Reminder: This Thursday, May 5 is National Day of Prayer

Photo credit for Dubai Tennis Court: David Cannon

I cried out to Elohim with my voice ...
And He gave ear to me.
In the day of my trouble I sought Adonai ...
My soul refused to be comforted.
I remembered Elohim, and was troubled;
I complained, and my spirit was overwhelmed.
~ from Psalm 77:1-3

The Psalmist appears to be doing everything right. He cries out, with faith that God hears. In time of trouble he turns to the Lord. He remembers the Creator Who shapes both people and circumstances.

Yet his soul is not comforted in the Lord. In remembrance of the One Who breathes life into man, his spirit finds trouble rather than revival. In his prayer, the psalmist finds not release from complaint, but that he is overwhelmed.
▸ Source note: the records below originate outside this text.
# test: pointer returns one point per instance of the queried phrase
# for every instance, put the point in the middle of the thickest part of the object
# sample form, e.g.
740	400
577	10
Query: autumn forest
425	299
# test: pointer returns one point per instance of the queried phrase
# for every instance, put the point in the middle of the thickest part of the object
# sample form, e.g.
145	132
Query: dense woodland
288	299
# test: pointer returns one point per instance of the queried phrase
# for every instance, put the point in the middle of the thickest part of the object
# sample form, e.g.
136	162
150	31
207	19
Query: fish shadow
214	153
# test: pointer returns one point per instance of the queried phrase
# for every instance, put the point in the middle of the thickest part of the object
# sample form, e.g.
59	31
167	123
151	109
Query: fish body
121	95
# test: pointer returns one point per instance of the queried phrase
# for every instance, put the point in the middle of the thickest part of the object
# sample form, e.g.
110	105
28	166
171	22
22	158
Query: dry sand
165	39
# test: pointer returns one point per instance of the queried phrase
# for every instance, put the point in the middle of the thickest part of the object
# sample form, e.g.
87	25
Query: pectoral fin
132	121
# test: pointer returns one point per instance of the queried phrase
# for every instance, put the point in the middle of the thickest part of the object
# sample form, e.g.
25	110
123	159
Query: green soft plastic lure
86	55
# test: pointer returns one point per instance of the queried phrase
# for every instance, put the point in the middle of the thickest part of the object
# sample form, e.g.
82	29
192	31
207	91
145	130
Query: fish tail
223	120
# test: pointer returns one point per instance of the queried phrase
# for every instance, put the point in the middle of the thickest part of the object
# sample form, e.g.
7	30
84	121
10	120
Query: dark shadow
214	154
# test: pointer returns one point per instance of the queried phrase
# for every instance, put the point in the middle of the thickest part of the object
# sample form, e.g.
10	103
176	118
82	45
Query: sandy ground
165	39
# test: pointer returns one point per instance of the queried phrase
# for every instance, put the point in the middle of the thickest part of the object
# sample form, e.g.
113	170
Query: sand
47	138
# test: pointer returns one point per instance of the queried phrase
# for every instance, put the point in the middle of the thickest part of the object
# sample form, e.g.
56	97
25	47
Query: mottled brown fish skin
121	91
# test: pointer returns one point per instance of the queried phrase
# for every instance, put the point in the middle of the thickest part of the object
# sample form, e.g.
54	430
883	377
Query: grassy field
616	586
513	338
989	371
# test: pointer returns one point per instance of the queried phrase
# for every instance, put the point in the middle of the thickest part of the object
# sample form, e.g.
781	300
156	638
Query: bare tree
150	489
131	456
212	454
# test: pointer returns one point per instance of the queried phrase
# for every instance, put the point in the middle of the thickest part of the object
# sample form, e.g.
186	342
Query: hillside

Does prayer sometimes feel this way, even when it is earnest and faith-filled, even when we remember to turn upward rather than inward for relief?

Whether we turn to God infrequently—in time of trouble or need—or we practice prayer often, perhaps we come to think of prayer the way we might think of a game, with well-defined rules of engagement and scoring. Whether consciously or unintentionally, we may think we need only put the ball in God's court and anticipate His reaction.

Tomorrow from Psalm 77: Remember Me, Act II –
What elusive element is needed when prayer seems to fail?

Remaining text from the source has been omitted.